Investigating the genomes and physiology of these species offers incredibly powerful comparative models for probing their evolutionary biology as well as responses to extreme temperatures, dehydration, osmotic stress, ultraviolet radiation etc [3]. The recently sequenced genome of B. antarctica was found to be just 99 Mb, making it one of the smallest insect genomes [4]. However, the number of genes was comparable with other Diptera, suggesting that environmental extremes have constrained genome architecture rather than gene content.

This project will be part of an existing partnership between UoB, BAS and USAP to compare a unique sub-set of Antarctic and high latitude southern insects. In doing so, we aim to identify key genomic features and physiological adaptations to polar habitats which can also be compared with other extremophiles. In turn, these data will open the door for comparison with potential invasive species, to assess the risk of ‘alien’ invasions under climate change facilitated by increasing human activity in Antarctica.

Through our existing international collaborations, we already have samples of B. antarctica, E. murphyi and relevant Patagonian species. However, we anticipate at least one Antarctic field season to collect fresh samples and undertake associated ecophysiological experiments.

For genome analysis, next generation sequencing (NGS) will be performed at UoB using an Illumina HiSeq 2500 platform. Genome size will be determined from flow cytometry using well established methods [4]. Standardised stress treatments regularly employed in our labs will be used for comparative studies and to determine the impact of future environmental scenarios on survival and development [5]. For associated gene expression studies, mRNA libraries (paired end 100bp) will be constructed and sequenced on an Illumina HiSeq 2500 platform. Libraries will be 96-fold multiplexed using the NEBNext library barcoding system. Bioinformatic tools developed in house will be employed for comparative genomics and transcriptomic data analysis.

Funding Notes

In addition to completing an online application form, you will also need to complete and submit the CENTA studentship application form available from www.centa.org.uk.

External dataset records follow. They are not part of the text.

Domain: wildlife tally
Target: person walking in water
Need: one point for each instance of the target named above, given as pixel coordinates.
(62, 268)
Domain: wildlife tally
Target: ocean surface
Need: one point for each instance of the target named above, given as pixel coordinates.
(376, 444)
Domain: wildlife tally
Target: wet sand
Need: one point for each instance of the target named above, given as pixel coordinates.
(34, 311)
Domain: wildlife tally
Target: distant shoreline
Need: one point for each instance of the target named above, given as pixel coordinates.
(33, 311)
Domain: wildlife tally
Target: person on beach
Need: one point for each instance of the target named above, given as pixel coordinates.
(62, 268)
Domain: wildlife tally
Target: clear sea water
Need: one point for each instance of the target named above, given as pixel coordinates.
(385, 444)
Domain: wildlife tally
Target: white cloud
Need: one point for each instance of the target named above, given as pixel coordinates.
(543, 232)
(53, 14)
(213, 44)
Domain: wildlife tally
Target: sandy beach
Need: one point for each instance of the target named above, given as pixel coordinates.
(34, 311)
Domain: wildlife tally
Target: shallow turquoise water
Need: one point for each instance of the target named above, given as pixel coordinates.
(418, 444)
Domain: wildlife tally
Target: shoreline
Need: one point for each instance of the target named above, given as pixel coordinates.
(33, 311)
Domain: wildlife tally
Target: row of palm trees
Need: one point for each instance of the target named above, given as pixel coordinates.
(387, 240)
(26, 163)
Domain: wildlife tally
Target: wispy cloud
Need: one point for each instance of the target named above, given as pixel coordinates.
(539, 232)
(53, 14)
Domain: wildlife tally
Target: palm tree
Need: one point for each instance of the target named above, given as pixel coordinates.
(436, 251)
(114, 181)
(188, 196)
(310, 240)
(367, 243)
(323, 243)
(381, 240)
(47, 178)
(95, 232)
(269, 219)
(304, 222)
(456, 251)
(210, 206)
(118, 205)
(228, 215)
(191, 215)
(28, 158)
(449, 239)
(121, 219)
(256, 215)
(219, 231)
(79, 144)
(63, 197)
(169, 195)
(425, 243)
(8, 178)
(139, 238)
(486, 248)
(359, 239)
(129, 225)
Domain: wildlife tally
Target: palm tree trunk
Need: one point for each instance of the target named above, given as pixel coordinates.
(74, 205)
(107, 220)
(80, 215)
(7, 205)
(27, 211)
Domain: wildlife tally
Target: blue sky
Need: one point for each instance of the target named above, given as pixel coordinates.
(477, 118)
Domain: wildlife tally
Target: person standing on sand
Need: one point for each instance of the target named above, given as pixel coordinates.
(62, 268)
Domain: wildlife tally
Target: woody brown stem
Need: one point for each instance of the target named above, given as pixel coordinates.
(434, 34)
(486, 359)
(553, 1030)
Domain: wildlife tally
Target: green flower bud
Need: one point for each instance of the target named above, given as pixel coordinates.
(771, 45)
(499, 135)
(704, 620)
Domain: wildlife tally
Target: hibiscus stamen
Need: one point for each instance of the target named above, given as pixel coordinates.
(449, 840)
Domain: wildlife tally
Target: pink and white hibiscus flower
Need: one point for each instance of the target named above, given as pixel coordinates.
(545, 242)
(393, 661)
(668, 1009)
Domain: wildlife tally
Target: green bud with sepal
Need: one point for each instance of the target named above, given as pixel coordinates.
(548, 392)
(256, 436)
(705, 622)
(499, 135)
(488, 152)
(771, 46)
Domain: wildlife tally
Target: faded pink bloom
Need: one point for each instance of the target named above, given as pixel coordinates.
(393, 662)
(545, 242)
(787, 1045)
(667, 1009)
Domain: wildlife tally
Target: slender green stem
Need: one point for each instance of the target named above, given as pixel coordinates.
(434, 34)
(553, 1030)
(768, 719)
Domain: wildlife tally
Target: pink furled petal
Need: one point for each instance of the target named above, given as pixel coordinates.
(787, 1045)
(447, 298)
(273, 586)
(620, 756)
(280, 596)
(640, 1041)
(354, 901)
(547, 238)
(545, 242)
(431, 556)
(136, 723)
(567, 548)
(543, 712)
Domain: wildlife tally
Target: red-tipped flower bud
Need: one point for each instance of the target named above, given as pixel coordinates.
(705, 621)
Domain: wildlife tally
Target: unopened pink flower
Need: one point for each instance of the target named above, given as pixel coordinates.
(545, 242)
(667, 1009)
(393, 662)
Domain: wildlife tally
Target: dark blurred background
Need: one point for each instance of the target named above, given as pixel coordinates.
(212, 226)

CENTA studentships are for 3.5 years and are funded by the Natural Environment Research Council (NERC). In addition to the full payment of their tuition fees, successful candidates will received the following financial support.

Annual stipend, set as £14,553 for 2017/18

Research training support grant (RTSG) of £8,000

CENTA students are required to undertake 45 days training throughout their PhD including a 10 day placement.

References

• Convey et al. (2008) Biol. Rev. 83:103-117.
• Allegrucci et al. (2012) Biol. J. Linn. Soc. 106: 258–274.
• Hayward (2014) Curr. Op. Insect Sci. 4: 35-41.
• Kelly et al. (2014) Nat. Comm. 5:4611.
• Everatt et al. (2015) J. Therm. Biol. 54: 118-132.